The next morning, the second day of Rosh Hashana, one of the orderlies asked if I wanted to go to the synagogue downstairs for services. He offered to wheel my bed down, though ultimately it proved too complicated. Finally, he made it his mission to get someone to blow the shofar for me. He came back several times during the day until someone came to my ward to blow the shofar just for me. Israel, again. Hadassah, again.
It was on the second or third day that I was at Hadassah Hospital that one of the morning nurses came in to refill my IV and I could tell she was crying. I asked her if she was O.K.
“I’m the one who is supposed to ask you that!” she said. I pressed her, and she told me that a soldier at Joseph’s Tomb had been shot and that the Army had not been able to evacuate him in time, so he subsequently bled to death.
“Did you know him?” I asked, still curious that she was crying.
“No,” she said, “but they always bring those boys to our unit, and we always save them. I know we could have saved him, too.” She adjusted my IV, wiped her face and walked on to the next patient.
I did not understand what she was talking about, to tell you the truth. At the time, I could not understand why there would be shooting at Joseph’s Tomb, or who, for that matter, would be shooting at whom. When Rosh Hashana had begun, things were tense, but certainly not violent. Then, during the holiday, we were basically completely out of touch with the rest of the world.
What I didn’t know then was that the second intifada had started. It would last for four terrible years, and Hadassah Hospital would play a central role in helping thousands of Israelis to heal.
Like my mother, I now have an “I will never forget where I was” moment. For me, it was the beginning of that horrible period, and I was at Hadassah Hospital.
I will never forget the winding road and the plentiful parking, but much more important, the nurse who cared about my ring, the mix of Russian, Arab and haredi professionals, the doctor who guessed my weight—correctly—and, perhaps most of all, the nurse who cried because they didn’t get a chance to save one of the boys.
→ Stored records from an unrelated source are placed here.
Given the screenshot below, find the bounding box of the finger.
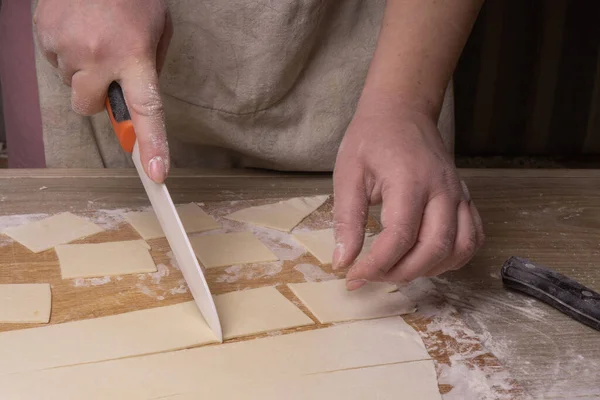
[120,62,169,183]
[346,186,425,290]
[469,201,485,250]
[71,71,111,115]
[427,201,478,276]
[56,56,77,86]
[383,195,458,282]
[332,164,368,269]
[156,12,173,76]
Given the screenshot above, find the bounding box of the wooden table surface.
[0,169,600,398]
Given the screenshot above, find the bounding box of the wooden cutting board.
[0,199,525,399]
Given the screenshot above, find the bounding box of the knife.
[500,257,600,331]
[106,82,223,342]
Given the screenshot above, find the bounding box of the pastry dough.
[125,203,221,240]
[0,302,218,376]
[190,232,279,268]
[0,283,52,324]
[215,287,314,339]
[56,240,156,279]
[225,195,329,232]
[4,212,103,253]
[293,229,375,265]
[288,279,416,324]
[0,317,440,400]
[150,360,442,400]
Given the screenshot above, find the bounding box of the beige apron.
[36,0,454,171]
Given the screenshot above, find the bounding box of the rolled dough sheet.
[3,212,104,253]
[288,279,417,324]
[0,302,218,376]
[125,203,221,240]
[56,240,156,279]
[109,360,442,400]
[225,195,329,232]
[215,287,314,339]
[293,229,375,265]
[0,283,52,324]
[0,317,440,400]
[190,232,279,268]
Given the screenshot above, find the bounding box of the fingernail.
[331,243,344,271]
[346,279,367,291]
[148,156,167,183]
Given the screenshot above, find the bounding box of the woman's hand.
[34,0,173,182]
[334,98,484,290]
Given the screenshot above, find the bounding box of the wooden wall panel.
[455,0,600,156]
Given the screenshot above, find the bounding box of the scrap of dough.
[125,203,221,240]
[0,302,218,376]
[116,360,442,400]
[215,287,314,339]
[3,212,104,253]
[225,195,329,232]
[293,229,375,265]
[0,283,52,324]
[0,317,440,400]
[288,279,416,324]
[56,240,156,279]
[190,232,279,268]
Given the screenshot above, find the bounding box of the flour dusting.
[166,251,181,271]
[216,261,283,283]
[135,283,165,300]
[0,214,49,247]
[148,264,169,285]
[73,276,111,287]
[169,279,188,296]
[87,208,131,231]
[294,264,337,282]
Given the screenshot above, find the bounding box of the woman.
[4,0,483,290]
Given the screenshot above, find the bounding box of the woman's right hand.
[34,0,173,182]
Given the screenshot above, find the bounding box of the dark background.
[0,0,600,167]
[455,0,600,160]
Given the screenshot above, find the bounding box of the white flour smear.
[435,278,600,399]
[398,278,514,400]
[148,264,169,285]
[216,261,283,283]
[87,208,131,231]
[294,264,337,282]
[166,251,181,271]
[73,276,111,287]
[135,283,165,300]
[0,214,49,247]
[169,279,188,296]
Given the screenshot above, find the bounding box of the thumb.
[333,166,368,269]
[120,63,169,183]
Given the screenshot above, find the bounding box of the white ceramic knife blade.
[131,141,223,342]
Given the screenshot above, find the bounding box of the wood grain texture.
[0,170,600,398]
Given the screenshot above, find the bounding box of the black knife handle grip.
[105,82,136,153]
[501,257,600,331]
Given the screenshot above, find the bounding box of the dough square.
[56,240,156,279]
[0,301,218,376]
[293,229,335,265]
[215,287,314,339]
[190,232,279,268]
[225,195,329,232]
[4,212,104,253]
[288,279,416,324]
[293,229,375,265]
[125,203,221,240]
[0,283,52,324]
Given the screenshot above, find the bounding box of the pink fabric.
[0,0,46,168]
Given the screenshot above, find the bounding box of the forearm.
[361,0,484,118]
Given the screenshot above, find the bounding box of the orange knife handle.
[106,82,136,153]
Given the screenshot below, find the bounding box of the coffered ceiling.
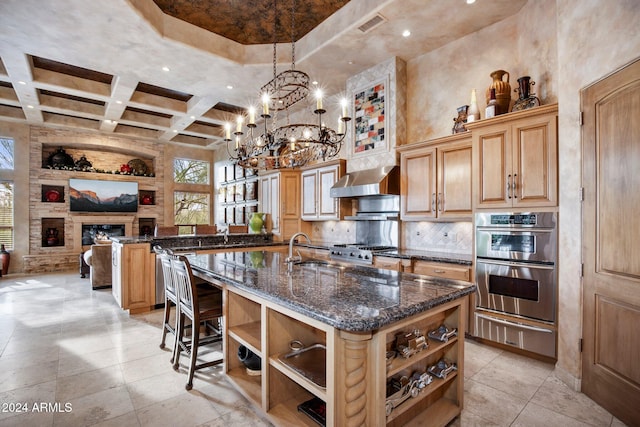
[0,0,527,148]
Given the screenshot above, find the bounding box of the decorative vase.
[47,228,60,246]
[48,147,75,169]
[0,244,11,276]
[451,105,469,133]
[487,70,511,116]
[249,212,264,234]
[511,76,540,111]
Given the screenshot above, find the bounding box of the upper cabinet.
[301,159,347,221]
[466,104,558,209]
[258,169,308,240]
[398,133,472,221]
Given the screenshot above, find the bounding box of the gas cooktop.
[329,243,398,264]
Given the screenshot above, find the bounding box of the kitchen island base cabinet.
[224,286,468,426]
[111,242,156,314]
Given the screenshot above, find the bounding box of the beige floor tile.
[198,406,272,427]
[56,365,124,402]
[464,340,503,378]
[127,369,187,410]
[511,403,589,427]
[136,392,220,427]
[121,348,175,383]
[0,381,56,422]
[92,411,140,427]
[0,412,54,427]
[53,386,133,427]
[531,376,613,426]
[464,379,527,426]
[0,360,58,392]
[58,348,120,378]
[473,353,553,400]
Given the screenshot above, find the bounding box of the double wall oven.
[474,212,558,358]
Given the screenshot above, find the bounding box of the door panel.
[582,56,640,425]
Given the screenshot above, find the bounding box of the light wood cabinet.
[413,260,473,282]
[398,133,472,221]
[300,159,347,221]
[467,104,558,209]
[258,170,310,240]
[111,242,156,314]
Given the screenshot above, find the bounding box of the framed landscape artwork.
[351,78,389,156]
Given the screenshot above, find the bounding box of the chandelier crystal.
[224,0,351,170]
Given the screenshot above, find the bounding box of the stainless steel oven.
[475,212,557,357]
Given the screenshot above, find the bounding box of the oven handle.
[476,258,555,270]
[476,313,553,334]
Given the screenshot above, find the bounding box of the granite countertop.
[189,251,475,332]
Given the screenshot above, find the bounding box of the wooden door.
[473,124,512,208]
[301,169,318,219]
[400,147,437,221]
[582,60,640,425]
[318,165,339,220]
[511,113,558,207]
[436,139,472,218]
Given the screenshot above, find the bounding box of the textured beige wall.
[0,122,30,273]
[407,0,558,144]
[556,0,640,387]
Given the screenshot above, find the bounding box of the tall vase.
[487,70,511,116]
[511,76,540,111]
[0,244,11,277]
[249,212,264,234]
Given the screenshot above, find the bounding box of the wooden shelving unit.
[225,287,468,426]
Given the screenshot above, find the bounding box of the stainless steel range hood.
[329,166,400,197]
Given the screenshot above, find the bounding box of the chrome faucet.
[284,231,311,272]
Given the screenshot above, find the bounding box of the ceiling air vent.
[358,14,387,33]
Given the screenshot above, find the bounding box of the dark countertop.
[189,251,475,332]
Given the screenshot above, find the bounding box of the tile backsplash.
[311,221,473,254]
[400,221,473,254]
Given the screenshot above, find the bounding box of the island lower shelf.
[225,286,468,426]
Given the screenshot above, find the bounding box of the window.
[173,159,209,184]
[0,138,13,170]
[174,191,210,225]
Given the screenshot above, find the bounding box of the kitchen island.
[189,251,475,426]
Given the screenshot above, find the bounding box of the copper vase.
[486,70,511,116]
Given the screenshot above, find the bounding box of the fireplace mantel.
[71,215,135,253]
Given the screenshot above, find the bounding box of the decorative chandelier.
[224,0,351,170]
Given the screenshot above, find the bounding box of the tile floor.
[0,273,623,427]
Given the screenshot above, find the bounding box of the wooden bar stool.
[171,255,222,390]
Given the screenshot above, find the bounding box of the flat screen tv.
[69,178,138,212]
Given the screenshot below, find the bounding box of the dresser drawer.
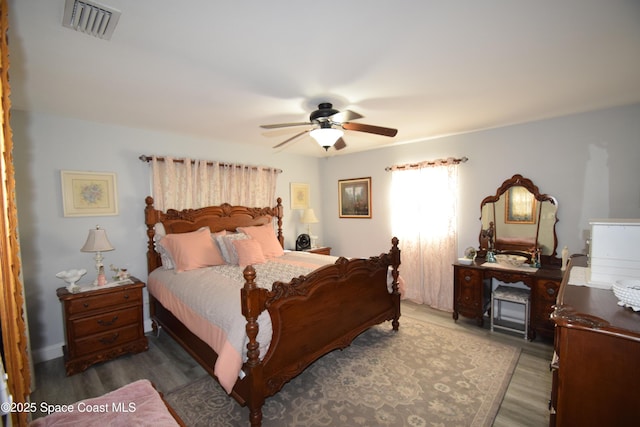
[73,324,141,357]
[67,289,142,316]
[70,306,140,339]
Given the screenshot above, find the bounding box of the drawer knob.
[98,332,120,345]
[98,316,118,326]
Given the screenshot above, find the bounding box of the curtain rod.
[138,154,282,173]
[384,157,469,172]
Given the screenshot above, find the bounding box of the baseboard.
[32,342,64,363]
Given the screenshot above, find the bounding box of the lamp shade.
[80,225,115,252]
[300,208,318,224]
[310,128,344,150]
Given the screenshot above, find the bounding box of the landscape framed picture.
[338,177,371,218]
[61,171,118,217]
[291,182,309,209]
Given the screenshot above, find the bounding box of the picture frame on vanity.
[338,177,371,218]
[60,170,118,217]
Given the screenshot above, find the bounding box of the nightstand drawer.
[70,306,140,339]
[306,246,331,255]
[73,324,141,357]
[56,277,149,375]
[67,289,142,315]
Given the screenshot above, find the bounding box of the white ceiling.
[9,0,640,157]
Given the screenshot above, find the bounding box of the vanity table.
[453,258,563,339]
[453,174,564,339]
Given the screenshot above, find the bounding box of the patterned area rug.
[165,317,520,427]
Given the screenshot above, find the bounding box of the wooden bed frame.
[145,197,400,426]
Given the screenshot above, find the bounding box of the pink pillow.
[159,227,225,273]
[238,224,284,258]
[233,239,267,267]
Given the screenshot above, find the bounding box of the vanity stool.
[491,285,531,340]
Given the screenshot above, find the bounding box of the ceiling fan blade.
[342,123,398,136]
[260,122,313,129]
[333,137,347,150]
[331,110,364,123]
[273,129,311,148]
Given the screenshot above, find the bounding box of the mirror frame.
[478,174,561,265]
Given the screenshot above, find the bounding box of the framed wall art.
[291,182,309,209]
[61,171,118,217]
[338,177,371,218]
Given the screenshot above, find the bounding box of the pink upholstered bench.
[30,380,184,427]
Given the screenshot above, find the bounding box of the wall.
[11,111,323,362]
[11,105,640,361]
[321,104,640,256]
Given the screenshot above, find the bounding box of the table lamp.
[80,225,115,285]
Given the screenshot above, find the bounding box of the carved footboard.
[239,238,400,426]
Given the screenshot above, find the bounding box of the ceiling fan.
[260,102,398,150]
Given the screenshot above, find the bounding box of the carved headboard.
[144,196,284,273]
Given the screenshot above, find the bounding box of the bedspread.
[147,252,337,393]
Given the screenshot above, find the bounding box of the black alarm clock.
[296,234,311,251]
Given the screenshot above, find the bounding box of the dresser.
[549,257,640,427]
[56,277,149,375]
[453,258,563,339]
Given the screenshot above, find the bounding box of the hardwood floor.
[31,301,553,427]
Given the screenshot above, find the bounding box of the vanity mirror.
[478,175,560,264]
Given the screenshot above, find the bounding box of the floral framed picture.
[338,177,371,218]
[60,171,118,217]
[291,182,309,209]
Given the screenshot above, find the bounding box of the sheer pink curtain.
[151,156,279,210]
[391,163,458,311]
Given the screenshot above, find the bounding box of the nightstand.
[56,277,149,375]
[306,246,331,255]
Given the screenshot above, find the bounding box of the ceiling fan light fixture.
[310,128,344,150]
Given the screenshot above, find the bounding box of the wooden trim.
[0,0,31,426]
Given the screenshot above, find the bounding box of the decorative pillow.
[159,227,224,273]
[153,222,175,270]
[238,224,284,258]
[232,239,267,267]
[216,233,250,265]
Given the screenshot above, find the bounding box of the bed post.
[275,197,284,249]
[144,196,160,274]
[389,237,400,331]
[241,265,267,427]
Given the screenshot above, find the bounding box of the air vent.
[62,0,120,40]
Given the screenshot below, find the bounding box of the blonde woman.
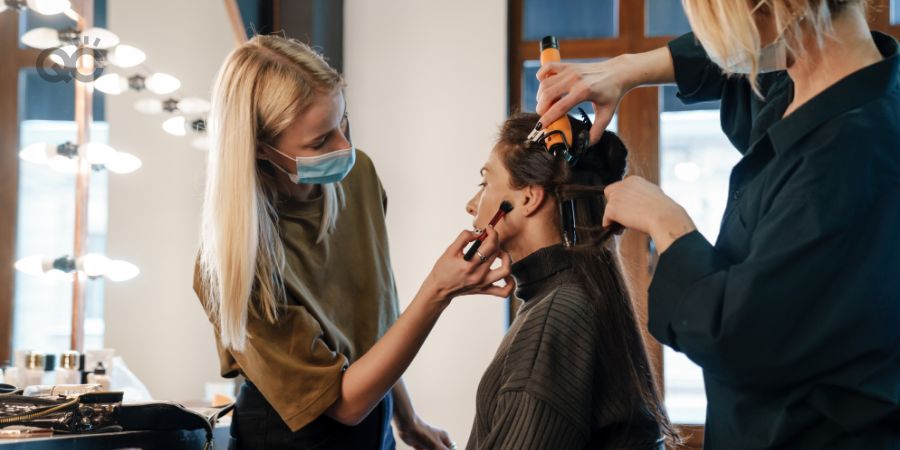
[538,0,900,449]
[195,36,512,449]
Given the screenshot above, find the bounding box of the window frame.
[0,0,101,361]
[507,0,900,449]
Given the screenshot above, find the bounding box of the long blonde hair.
[683,0,867,94]
[200,36,344,351]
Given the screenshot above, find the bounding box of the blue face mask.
[265,144,356,184]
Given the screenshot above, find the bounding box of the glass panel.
[13,69,109,353]
[644,0,691,36]
[660,96,741,424]
[522,0,619,41]
[521,59,618,131]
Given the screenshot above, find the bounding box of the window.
[13,120,109,353]
[659,86,740,424]
[522,0,619,41]
[509,0,900,442]
[6,0,109,353]
[891,0,900,25]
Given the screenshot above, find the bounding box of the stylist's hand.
[536,58,631,144]
[422,227,515,301]
[603,175,697,254]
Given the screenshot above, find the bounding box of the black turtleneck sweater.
[466,245,662,450]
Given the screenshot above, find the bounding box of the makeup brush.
[463,200,512,261]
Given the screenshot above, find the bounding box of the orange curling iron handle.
[541,36,572,150]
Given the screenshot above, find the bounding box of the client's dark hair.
[497,113,680,443]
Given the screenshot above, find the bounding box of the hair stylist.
[538,0,900,449]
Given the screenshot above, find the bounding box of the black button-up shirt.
[649,33,900,449]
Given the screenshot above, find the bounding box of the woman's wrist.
[650,204,697,255]
[613,47,675,95]
[410,279,453,319]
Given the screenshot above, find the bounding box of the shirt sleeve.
[469,391,589,450]
[649,153,900,388]
[668,33,727,104]
[668,33,772,153]
[194,264,349,431]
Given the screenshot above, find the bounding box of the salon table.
[0,418,230,450]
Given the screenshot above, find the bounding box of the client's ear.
[521,185,547,217]
[256,144,270,161]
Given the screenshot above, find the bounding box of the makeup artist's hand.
[397,416,453,450]
[422,227,515,301]
[603,175,697,254]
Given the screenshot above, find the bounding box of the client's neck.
[505,218,562,262]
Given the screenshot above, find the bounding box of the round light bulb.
[106,260,141,281]
[146,73,181,95]
[45,269,75,282]
[163,116,187,136]
[19,142,56,164]
[79,253,112,277]
[25,0,72,16]
[94,73,128,95]
[107,44,147,68]
[178,97,210,115]
[80,27,120,50]
[22,27,62,50]
[104,152,143,173]
[191,136,209,150]
[83,142,116,164]
[48,45,77,67]
[15,255,44,276]
[134,98,162,114]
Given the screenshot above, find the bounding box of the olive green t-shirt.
[194,150,398,431]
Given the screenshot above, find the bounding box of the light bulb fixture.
[94,73,181,95]
[92,73,128,95]
[0,0,72,16]
[145,73,181,95]
[21,27,119,53]
[19,141,141,174]
[25,0,72,16]
[106,44,147,68]
[21,27,64,50]
[15,253,141,281]
[163,116,187,136]
[163,115,206,136]
[134,97,210,115]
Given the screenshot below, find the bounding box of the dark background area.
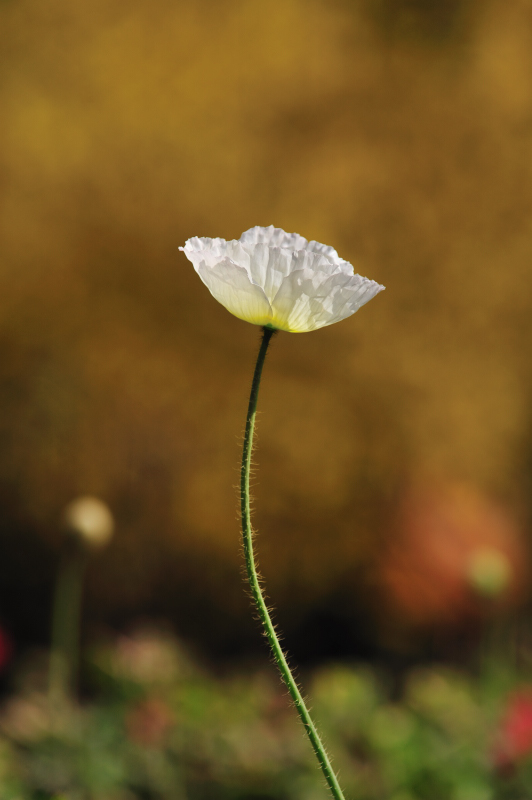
[0,0,532,663]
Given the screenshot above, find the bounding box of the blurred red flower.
[494,687,532,771]
[377,482,528,626]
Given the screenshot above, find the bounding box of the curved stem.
[240,328,344,800]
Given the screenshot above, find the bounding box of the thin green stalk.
[240,328,345,800]
[48,541,85,707]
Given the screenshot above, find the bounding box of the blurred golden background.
[0,0,532,660]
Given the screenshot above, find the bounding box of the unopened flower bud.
[467,547,512,597]
[63,497,114,548]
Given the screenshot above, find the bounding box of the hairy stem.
[240,328,345,800]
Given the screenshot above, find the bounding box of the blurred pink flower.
[126,697,174,747]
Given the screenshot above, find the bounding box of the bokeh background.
[0,0,532,676]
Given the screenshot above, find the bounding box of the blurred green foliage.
[0,627,532,800]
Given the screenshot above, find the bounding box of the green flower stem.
[48,540,86,708]
[240,327,345,800]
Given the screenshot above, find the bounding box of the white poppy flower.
[179,225,384,333]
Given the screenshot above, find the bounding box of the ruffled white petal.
[196,258,272,325]
[240,225,346,263]
[179,225,384,333]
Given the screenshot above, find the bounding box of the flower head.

Right there, in a few days at Hadassah Hospital, was a microcosm of the very best that Israel can be.
Here’s wishing Hadassah another grand century, and more.
Daniel Gordis is senior vice president and Koret distinguished fellow at the Shalem Center in Jerusalem. His latest book is The Promise of Israel: Why Its Seemingly Greatest Weakness Is Actually Its Greatest Strength (Wiley).